In ‘Rum War,’ deJongh Heads to Hill

Posted March 19, 2010 at 5:34pm

Virgin Islands Gov. John deJongh (D) made a house call to Washington, D.C., last week, appearing before a Congressional panel to testify on a proposed constitution for his tiny island territory. But these days, it’s the Virgin Islands’ ongoing Bacardi-Captain Morgan “rum war” with neighboring Puerto Rico that is keeping tensions high on Capitol Hill.

In an interview Thursday, deJongh said he continues to enlist the support of the Congressional Black Caucus to thwart attempts by Congressional Hispanic Caucus-backed Puerto Rico to disrupt a deal between deJongh’s territory and Captain Morgan’s distributor, Diageo.

On Thursday, deJongh criticized the Congressional Hispanic Caucus for taking sides in his government’s $2.7 billion subsidy to the United Kingdom-based Diageo, which is opening a manufacturing plant in the Virgin Islands and ending a long-standing relationship with rum-makers in Puerto Rico, home to Bacardi. He said he did not discuss the dispute with Members during his four-day trip, but he added that “it’s a discussion that we’ll continue to have.”

“I didn’t have an opportunity on this particular trip, primarily because the dominant issue is the constitution,” deJongh said. “But that’s a discussion that we’ll have to continue to have — why these rum agreements are in the best interests of the Virgin Islands.”

A CBC spokesman did not respond to a request for comment on the Bacardi-Diageo dispute. A spokesman for CHC Chairwoman Nydia Velázquez (D-N.Y.) said deJongh “is allowed his opinion on this.”

“We will just have to agree to disagree,” the spokesman said in an e-mail.

DeJongh also is blaming Puerto Rican officials for exerting excessive pressure on Members in Washington and proposing legislation that would effectively scuttle the Virgin Islands’ deal with Captain Morgan. Since 1917, territorial governments have been eligible to collect taxes on rum exports that are then used to subsidized domestic rum production.

According to estimates used by the Congressional Research Service, Puerto Rico kicks back roughly 6 percent of its rum proceeds to producers, while Diageo’s deal would amount to 45 percent. Those proceeds are part of a rum cover-over program.

“What’s difficult is dealing with the scorched-earth strategy of Puerto Rico. They’re willing to kill the [subsidy] program if they’re not successful with the deal,” deJongh said. “They seem to have taken the posture that they don’t care, they just want to make sure that the companies don’t come to the Virgin Islands.”

“At the end of the day, they’ve developed a strategy to let the program go, and in addition to that, they’ve decided to coalesce all of the Hispanic legislators to back their cause,” he added. “That’s what we’re fighting.”

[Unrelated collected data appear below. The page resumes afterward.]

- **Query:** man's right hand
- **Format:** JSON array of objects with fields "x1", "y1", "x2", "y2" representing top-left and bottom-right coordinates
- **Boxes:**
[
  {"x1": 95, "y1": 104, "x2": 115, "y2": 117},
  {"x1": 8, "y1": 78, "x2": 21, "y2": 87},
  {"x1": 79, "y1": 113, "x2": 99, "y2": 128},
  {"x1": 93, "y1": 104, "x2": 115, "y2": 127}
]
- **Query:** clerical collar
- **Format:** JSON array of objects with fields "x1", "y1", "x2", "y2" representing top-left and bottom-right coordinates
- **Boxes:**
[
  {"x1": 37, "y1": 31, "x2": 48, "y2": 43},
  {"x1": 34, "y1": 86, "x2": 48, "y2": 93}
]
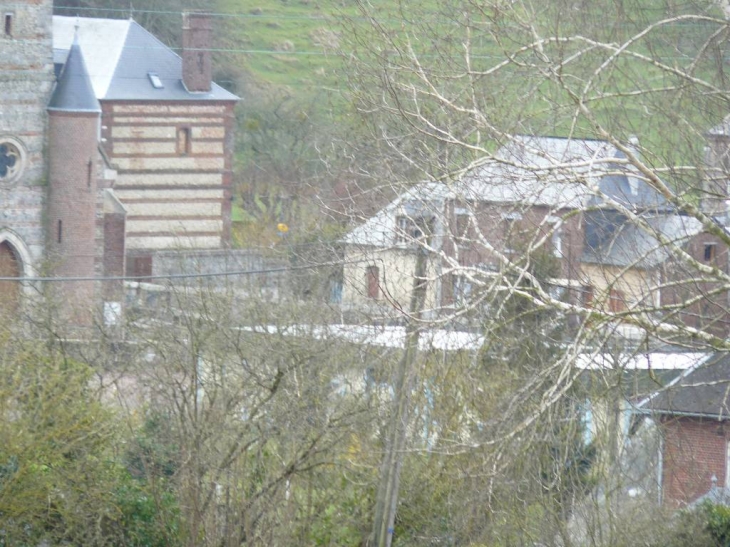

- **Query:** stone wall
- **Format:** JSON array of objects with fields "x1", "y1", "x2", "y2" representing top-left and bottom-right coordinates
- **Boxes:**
[{"x1": 0, "y1": 0, "x2": 54, "y2": 270}]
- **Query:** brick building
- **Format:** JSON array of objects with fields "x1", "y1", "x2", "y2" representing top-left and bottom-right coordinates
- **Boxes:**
[
  {"x1": 641, "y1": 354, "x2": 730, "y2": 508},
  {"x1": 342, "y1": 134, "x2": 730, "y2": 339},
  {"x1": 0, "y1": 0, "x2": 238, "y2": 323},
  {"x1": 342, "y1": 136, "x2": 703, "y2": 323}
]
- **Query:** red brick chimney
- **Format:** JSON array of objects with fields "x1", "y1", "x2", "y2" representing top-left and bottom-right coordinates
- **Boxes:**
[{"x1": 182, "y1": 11, "x2": 212, "y2": 93}]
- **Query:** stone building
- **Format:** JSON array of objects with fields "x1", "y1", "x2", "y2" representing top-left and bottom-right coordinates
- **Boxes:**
[{"x1": 0, "y1": 0, "x2": 238, "y2": 323}]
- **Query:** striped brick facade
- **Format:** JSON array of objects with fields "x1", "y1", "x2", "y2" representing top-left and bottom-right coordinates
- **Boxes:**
[{"x1": 101, "y1": 101, "x2": 236, "y2": 274}]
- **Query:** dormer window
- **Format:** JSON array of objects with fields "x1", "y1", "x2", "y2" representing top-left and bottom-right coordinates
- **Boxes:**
[
  {"x1": 395, "y1": 215, "x2": 434, "y2": 245},
  {"x1": 148, "y1": 72, "x2": 164, "y2": 89}
]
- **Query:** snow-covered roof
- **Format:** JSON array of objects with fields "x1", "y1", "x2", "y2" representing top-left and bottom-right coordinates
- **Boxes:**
[
  {"x1": 241, "y1": 324, "x2": 485, "y2": 352},
  {"x1": 575, "y1": 352, "x2": 709, "y2": 371}
]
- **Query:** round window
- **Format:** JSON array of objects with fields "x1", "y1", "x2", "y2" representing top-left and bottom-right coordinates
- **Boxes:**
[{"x1": 0, "y1": 138, "x2": 25, "y2": 185}]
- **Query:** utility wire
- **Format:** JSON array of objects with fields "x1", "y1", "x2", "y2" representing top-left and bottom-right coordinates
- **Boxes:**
[
  {"x1": 0, "y1": 257, "x2": 364, "y2": 283},
  {"x1": 48, "y1": 3, "x2": 730, "y2": 27}
]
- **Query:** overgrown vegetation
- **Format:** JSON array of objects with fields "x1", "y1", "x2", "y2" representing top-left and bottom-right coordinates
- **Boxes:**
[{"x1": 31, "y1": 0, "x2": 730, "y2": 544}]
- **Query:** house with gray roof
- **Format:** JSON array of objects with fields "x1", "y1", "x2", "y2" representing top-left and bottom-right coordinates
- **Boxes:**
[
  {"x1": 341, "y1": 135, "x2": 710, "y2": 328},
  {"x1": 637, "y1": 353, "x2": 730, "y2": 507}
]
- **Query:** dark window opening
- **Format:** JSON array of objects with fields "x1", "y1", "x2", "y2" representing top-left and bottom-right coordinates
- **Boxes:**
[
  {"x1": 502, "y1": 213, "x2": 522, "y2": 252},
  {"x1": 705, "y1": 243, "x2": 717, "y2": 262},
  {"x1": 177, "y1": 127, "x2": 191, "y2": 156},
  {"x1": 366, "y1": 266, "x2": 380, "y2": 299},
  {"x1": 395, "y1": 215, "x2": 434, "y2": 245},
  {"x1": 609, "y1": 289, "x2": 627, "y2": 313},
  {"x1": 453, "y1": 275, "x2": 473, "y2": 306},
  {"x1": 132, "y1": 256, "x2": 153, "y2": 278},
  {"x1": 583, "y1": 285, "x2": 594, "y2": 308},
  {"x1": 87, "y1": 159, "x2": 93, "y2": 187},
  {"x1": 4, "y1": 14, "x2": 12, "y2": 37},
  {"x1": 57, "y1": 220, "x2": 62, "y2": 244},
  {"x1": 455, "y1": 213, "x2": 469, "y2": 240}
]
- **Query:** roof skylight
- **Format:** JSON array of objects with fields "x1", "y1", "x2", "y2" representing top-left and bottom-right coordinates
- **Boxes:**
[{"x1": 148, "y1": 72, "x2": 164, "y2": 89}]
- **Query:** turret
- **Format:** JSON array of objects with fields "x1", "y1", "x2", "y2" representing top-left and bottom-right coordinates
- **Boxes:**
[{"x1": 46, "y1": 35, "x2": 101, "y2": 325}]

A spokeswoman for the Puerto Rico Federal Affairs Administration defended legislation that would cap the cover-over money.

“The Virgin Islands’ proposed, excessive deals are what’s threatening the program. Our purpose is to shine more light on these agreements, which are undoubtedly a good deal for the two rum companies, but a bad deal for U.S. taxpayers and government services for citizens in both territories,” PRFAA spokeswoman Sarah Echols wrote in an e-mail.

The legislation, which is sponsored by Puerto Rico Resident Commissioner Pedro Pierluisi (D), has attracted non-CHC Members, including Reps. Aaron Schock (R-Ill.), Darrell Issa (R-Calif.) and Don Young (R-Alaska).

DeJongh is warning lawmakers that if a proposal is enacted to cap cover-over rum subsidies at 10 percent — and Diageo moves its rum-making facilities out of the country to, say, Guatemala — he will soon be knocking on their doors in search of a financial bailout for the Virgin Islands’ 100,000 residents.

“The CBC has been willing to help us,” he said. “They see the value of the deal. They see that without this deal we’ll just come back to Washington and not lobby for programs, but lobby for financial solvency.”